Intellectual hopelessness is a prison and an infliction. There really is no way out without humility and a turn to God. Life is all gray. I know this because I was that person in the movie. Im still on the road back to Him but I see where I need to go. I can't watch movies anymore because so many modern movies are so dark and even worse, snarky.
What struck me as peculiar is how he was debating the Bible and even called it the Holy Book. 27 years later and we would never have such a debate.
On a side note, when I hear someone talk in a British accent, my brain automatically gives that person credence. My ears hear sophistication. I'm not sure why I hear that accent in this way (I'm from the U.S.)! So silly.

Reply
Francis Berger
8/3/2020 21:19:01

@ Michelle - Naked is an ugly, ugly film, but I don't believe Mike Leigh made it to promote the ugliness, but rather to refute it. Johnny is a fascinating character to some degree - a sort of raving anti-hero - yet his ultimate metaphysical assumptions are wrong and, hence, hopeless. There's not much to like about Johnny by the end of the film, and this says something about Leigh's intentions.

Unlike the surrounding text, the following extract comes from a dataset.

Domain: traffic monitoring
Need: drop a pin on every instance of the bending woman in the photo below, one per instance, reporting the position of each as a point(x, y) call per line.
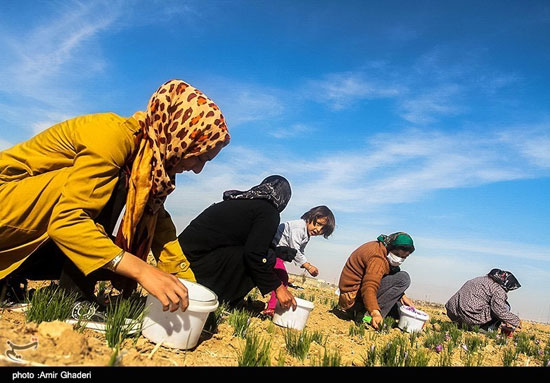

Johnny's hyper-intellectualism is akin to the rationalism/intellectualism Dostoevsky depicted in some of his characters. Intellect alone will never lead to God.

Your point about the Holy Book is a good one. I very much doubt we will be seeing much mention of the Bible or religion at all in films in the future. If we do, it will only be to denigrate or ridicule.

Reply
Owen
8/4/2020 13:15:36

Shocked to hear Jesus mentioned in one of the recent Avengers movies, but it was part of punchline. Modern Hollywood has to borrow from old Christian culture in order to create any sense of elegance, high class, or deep meaning - if there's any poem recited or classical music played, that's what's being done. Leftism seems to have left a void in place of the old genuine elite culture, so directors unconsciously reach back to Christendom.

Re. intellectual nihilism, it seems to spring from a primary religious feeling of nothingness and pointlessness. Or maybe it's the other way around - the thinking of nothing results in a powerful feeling, akin to a religious epiphany.

This is never questioned. Is it true or is it false? Do I correctly see the void of creation, or the void of my own blindness? This primary religious feeling of nihilism guides everything - this might be why the materialistic universe seems so "obvious" and "mature" and "adult to modern intellectuals, and why they find alternative worldviews so ridiculous.